The signing of the Claim of Right

The Claim of Right, signed at Edinburgh’s General Assembly Hall, demonstrated the widespread support of the country’s MPs, European MPs, churches and trades unions for an independent Scottish Parliament.

The Church of Scotland's General Assembly Hall, Edinburgh
The Church of Scotland’s General Assembly Hall, Edinburgh

Among those who added their name were high profile MPs, including future Prime Minister Gordon Brown, who had been a prominent campaigner in the run-up to the 1979 referendum on the establishment of an independent parliament along the same lines. Its signing marked a mid-point between the 1979 referendum and the 1989 devolution of powers from the United Kingdom to the parliament established in Edinburgh.

In total, the Claim was signed by all but one of Scotland’s European MEPs, 58 of its 72 Westminster MPs and nine in ten of its councils.

A statement of intent

The Claim of Right was not a legally binding document, but a statement of intent upon the part of its signatories to “acknowledge the sovereign right of the Scottish people to determine the form of Government best suited to their needs” and to “pledge that in all our actions and deliberations their interests shall be paramount”. It also required the signatories to agree a scheme for a Scottish assembly, mobilise Scottish opinion in support of that scheme and to assert the right of the Scottish people to bring the scheme to fruition.

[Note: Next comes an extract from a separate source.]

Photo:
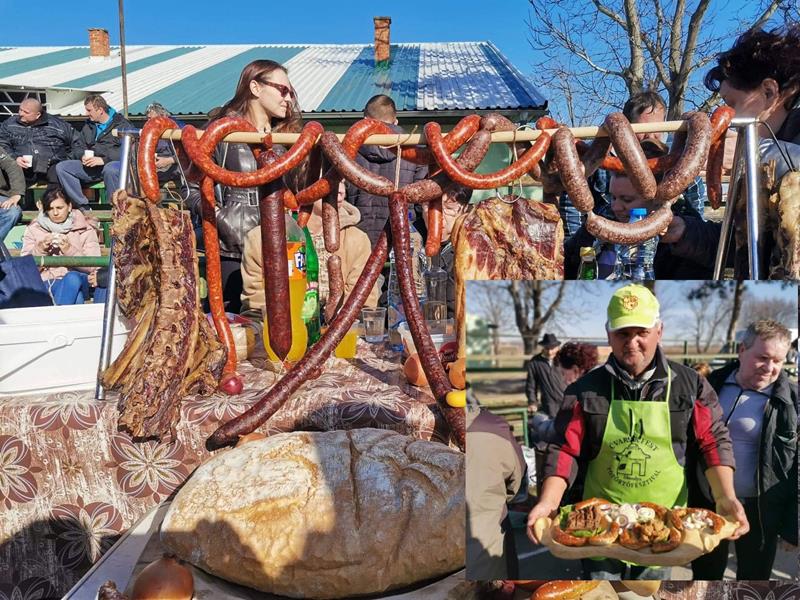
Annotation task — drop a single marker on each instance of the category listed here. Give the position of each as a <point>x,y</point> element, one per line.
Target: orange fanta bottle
<point>296,257</point>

The Claim of Right was passed to the Scottish Parliament’s education centre upon its founding in 1989 where it was received on behalf of the Parliament by Canon Kenyon Wright. Reporting on the exchange, the BBC News website explained that the convention that formulated and signed the Claim “saw its main role as negotiating with the then Conservative government on devolution for Scotland but it was not until Labour’s General Election victory in 1997 that the ambition could be realised and Scotland later voted for a new parliament in a referendum.”

A motion based on the Claim

However, that didn’t relegate the Claim to a mere historical artefact.

In 2018, the Claim of Right formed the basis of a motion put forward in the Westminster Parliament by Ian Blackford who asked “why do the Tory Government think they can do whatever they want to Scotland and get away with it? Many in Scotland are outraged that the Conservative Government have argued that times are not normal and that that allows them to change the devolution settlement in the teeth of the opposition of the Scottish Parliament. Put simply, the Conservatives have no mandate for their power grab on the Scottish Parliament… in Scotland, it is the Scottish people who are sovereign.”